# Digital angle gauge to check miter saw?



## sjuchter (Jan 27, 2013)

After reading the thread below, (I too have problems with my miters), I decided I need something to check my miters angles.

Can I use this?

http://m.woodcraft.com/product/2020516/22861/wixey-digital-protractor-electronic-angle-gauge.aspx

Or do you recommend something else? Most of the posts below referenced a table saw, (still saving $ for that), but I need something for my miter.


----------



## mossyoak (Feb 27, 2011)

I use it and I think it is great. When I used to make crown molding on my wife's bookcase and I couldn't believe how tight they are.

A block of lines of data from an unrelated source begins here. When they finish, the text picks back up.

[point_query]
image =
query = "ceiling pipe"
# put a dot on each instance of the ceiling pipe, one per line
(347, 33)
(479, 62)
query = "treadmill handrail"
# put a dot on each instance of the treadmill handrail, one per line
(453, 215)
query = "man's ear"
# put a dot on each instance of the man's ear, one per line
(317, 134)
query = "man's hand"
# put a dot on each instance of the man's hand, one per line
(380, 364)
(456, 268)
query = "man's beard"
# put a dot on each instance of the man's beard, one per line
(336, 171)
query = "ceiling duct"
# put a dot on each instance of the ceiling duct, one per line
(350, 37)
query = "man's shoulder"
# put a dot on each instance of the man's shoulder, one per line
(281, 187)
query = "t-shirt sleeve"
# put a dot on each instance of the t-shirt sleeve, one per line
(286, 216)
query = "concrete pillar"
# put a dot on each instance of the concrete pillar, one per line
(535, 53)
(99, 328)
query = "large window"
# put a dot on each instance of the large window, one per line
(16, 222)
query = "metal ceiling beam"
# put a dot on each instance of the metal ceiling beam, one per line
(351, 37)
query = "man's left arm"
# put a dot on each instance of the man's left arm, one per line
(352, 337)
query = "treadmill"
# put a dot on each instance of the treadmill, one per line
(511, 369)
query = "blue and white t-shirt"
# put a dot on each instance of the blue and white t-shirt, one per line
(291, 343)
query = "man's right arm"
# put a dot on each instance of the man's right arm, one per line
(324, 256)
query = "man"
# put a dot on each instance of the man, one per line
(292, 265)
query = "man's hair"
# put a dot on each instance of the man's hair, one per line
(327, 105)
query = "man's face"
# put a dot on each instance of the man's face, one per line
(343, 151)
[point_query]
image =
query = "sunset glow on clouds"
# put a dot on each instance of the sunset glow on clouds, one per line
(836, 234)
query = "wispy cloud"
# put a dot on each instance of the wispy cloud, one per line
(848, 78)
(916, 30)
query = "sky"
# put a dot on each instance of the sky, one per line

I use it for almost everything, primarily on my table saw, but I also use it for jigs, joints, etc. One of the best things I bought to measure with. I find myself getting "more precise" with things. When I see 89.8 degrees, I make it until it reads 90, I can't get that 0.2 with my eye ball, but that's just me.


----------



## Al B Thayer (Dec 10, 2011)

I picked up a protractor on EBay that is 12 and 14" long and very accurate. Cost less than $23 free shipping. Miters come out perfect now.

Al

Friends don't let friends use stamped metal tools sold at clothing stores.


----------



## Hubbard (Jan 1, 2012)

http://www.harborfreight.com/digital-angle-gauge-95998.html
This one works pretty well and is inexpensive. I've used it on both the table saw and the miter saw


----------



## Alchymist (Jan 2, 2011)

Hubbard said:


> http://www.harborfreight.com/digital-angle-gauge-95998.html
> This one works pretty well and is inexpensive. I've used it on both the table saw and the miter saw


These only work when the saw table is perfectly level. If the table is 3* out of level and the saw blade reads 45*, it's off by 3*. Totally worthless for laying out angles when things are flat.


----------



## Hubbard (Jan 1, 2012)

You zeroize it to the bed. Whether bed is level or not is irrelevant, you tell it what zero it and the. To attach it to the glad and tilt as required


----------



## jschaben (Apr 1, 2010)

I've got the wixey angle guage you pictured as well as an igauging(SP?) cube. The cube is much easier to use on the miter saw.:smile:


----------